Phil: Oh, my goodness. You're insecure and vulnerable. This is the cutest thing I've ever seen.
Jay: Shut up.
Phil: Who's a shy bunny?
Jay: You wanna go one more round, without the gloves?

Quote from Manny

Phil: I'm just playing around, Jay. I don't care how old you are. I could sit and talk to you all day. Those guys really liked you, too.
Jay: I don't care about that. Did they? Even Jerry?
Phil: Yes.
Jay: Well, maybe you're right. I mean, Manny didn't want to come, and look at him. Looks like he's having a great time.
Manny: So then Luke's dad grabs the taser from me, and he was like, "uhh! Uhh!"
Phil: No. No! That's not how it happened.

Quote from Gloria

Gloria: Ay! Ay! It hurts!
Claire: Hang in there! Hang in there! I'll get you to the hospital as soon as I can!
Store Manager: I just want to apologize, one more time on behalf of the store for any stress that I might have caused you. Here, you can keep the sweatshirt as a gift. And congratulations on this baby, which is clearly not a turkey. That was-
Gloria: Go away now!

Quote from Gloria

Claire: What hospital are we going to?
Gloria: No! No hospital!
Claire: No hospital. Wow. Wow, you're one of those, huh?

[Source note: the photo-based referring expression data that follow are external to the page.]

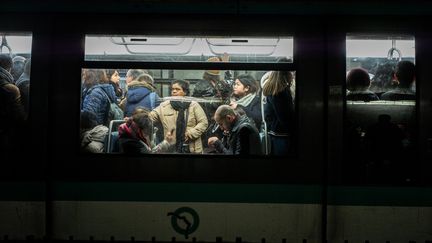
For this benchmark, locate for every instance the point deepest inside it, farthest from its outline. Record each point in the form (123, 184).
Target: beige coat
(196, 122)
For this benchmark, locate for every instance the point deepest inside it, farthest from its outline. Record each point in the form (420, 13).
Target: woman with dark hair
(98, 94)
(245, 97)
(114, 79)
(279, 111)
(135, 136)
(358, 83)
(186, 118)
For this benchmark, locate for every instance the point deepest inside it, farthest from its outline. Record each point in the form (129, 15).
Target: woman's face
(239, 89)
(177, 90)
(115, 77)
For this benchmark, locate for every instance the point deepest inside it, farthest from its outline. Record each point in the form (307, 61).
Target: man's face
(128, 78)
(224, 123)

Okay, please don't have it in the pool, though. 'Cause we swim in there.
Gloria: I'm not having the baby, Claire. I was just faking it.
Claire: What?
Gloria: Not bad for someone with pregnancy brain, huh?

Quote from Claire

Gloria: I'm sorry. I just couldn't sit there and watch you suffer just because you had turned your brain off.
Claire: Okay, I deserved that. [sirens wail] Oh, no. Oh, no, no, no, no. I just blew through a red light. Damn. You think you can keep the pregnancy thing up for a little while longer?
Gloria: Ay! I feel the head! Feel it! Feel it!
Claire: Save it! Save it for the cop! Save it.

Quote from Lily

Cameron: That's it?
Mitchell: That's it. So I'll go to city hall on Monday and see what I can do, but you did it, Cam!
Cameron: No, we did it. I had to run away, and you stepped in, and like an understudy, you gave a brilliant performance.
Mitchell: Yeah, but you're the star.
Cameron: Oh, well... [giggles]
Lily: Can we stop doing this and go home?

Quote from Cameron

Cameron: Oh, hey, Gloria. Listen, I called Jay about borrowing a drill for my dresser handles.
Jay: I got it right here, Cam! Oh, jeez. What's with the getup?
Gloria: Ay, good. You see that, too?
Jay: Stella, stop. Ay, shh, shh, shh.
Gloria: Sorry, Cam.
Cameron: Oh, no, don't be. I take it as a compliment. [hisses at Stella] "Cats" - now and forever. Actually, just till next Thursday. It's been described as "transcendent."